3 For example, van Dijck et al. (Citation2018) stresses the role of platforms in ‘organiz[ing] interactions between users,’ which includes Airbnb and Facebook, while Gillespie (Citation2018) emphasizes the hosting of third-party content and sees Airbnb as more ‘platform-like.’

4 The coalitions working on the audits were fairly flexible, with organizations engaging at different levels over time. While they often coordinated strategy, individual organizations could choose when to participate and continued to meet separately with Airbnb and Facebook outside of coalition work.

5 This is a loose categorization meant to point to one difference in backgrounds and approaches; it should not be considered a formal typology of the organizations involved.

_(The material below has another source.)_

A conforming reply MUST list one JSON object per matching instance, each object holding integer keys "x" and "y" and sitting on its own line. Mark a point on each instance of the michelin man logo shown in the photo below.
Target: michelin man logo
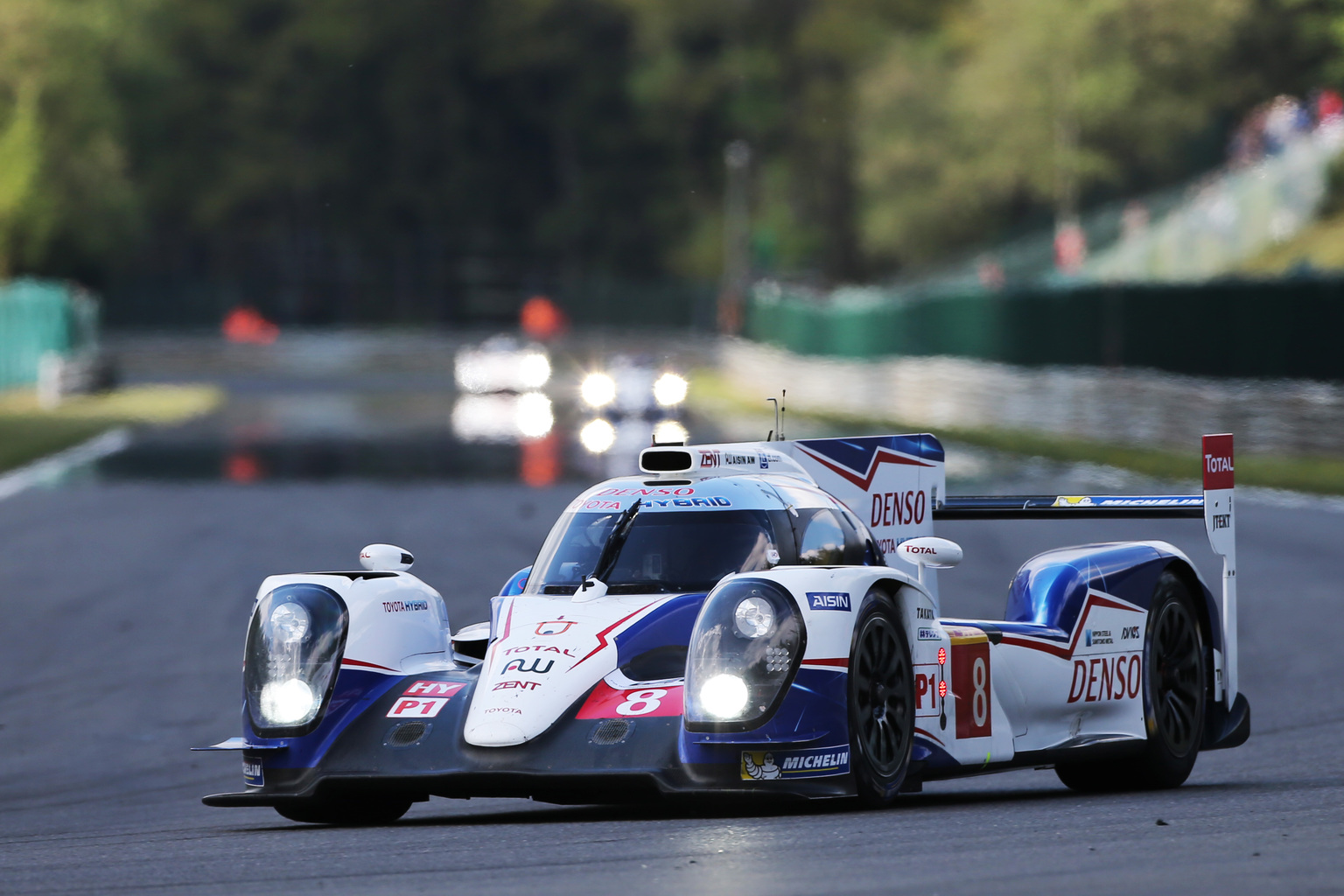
{"x": 760, "y": 766}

6 This was raised not to point to the lack of remuneration, but rather because it signaled a lack of meaningful engagement with civil rights.

Additional information

Funding

This work was supported by a USC Annenberg Summer Research Fellowship and a USC Dissertation Grant.

Notes on contributors

Jeeyun (Sophia) Baik

Dr. Jeeyun (Sophia) Baik is an assistant professor in the Department of Communication at the University of San Diego. Her research explores the politics of regulating media, technologies, and data. In her research, she interrogates the implications of tech policies across borders and for marginalized communities in particular.

Hamsini Sridharan

Hamsini Sridharan is a doctoral candidate at the USC Annenberg School for Communication and Journalism. She studies historical and contemporary entanglements of digital technologies with environmental imaginaries and speculative futures, asking how such entanglements shape the critique, contestation, and governance of technology.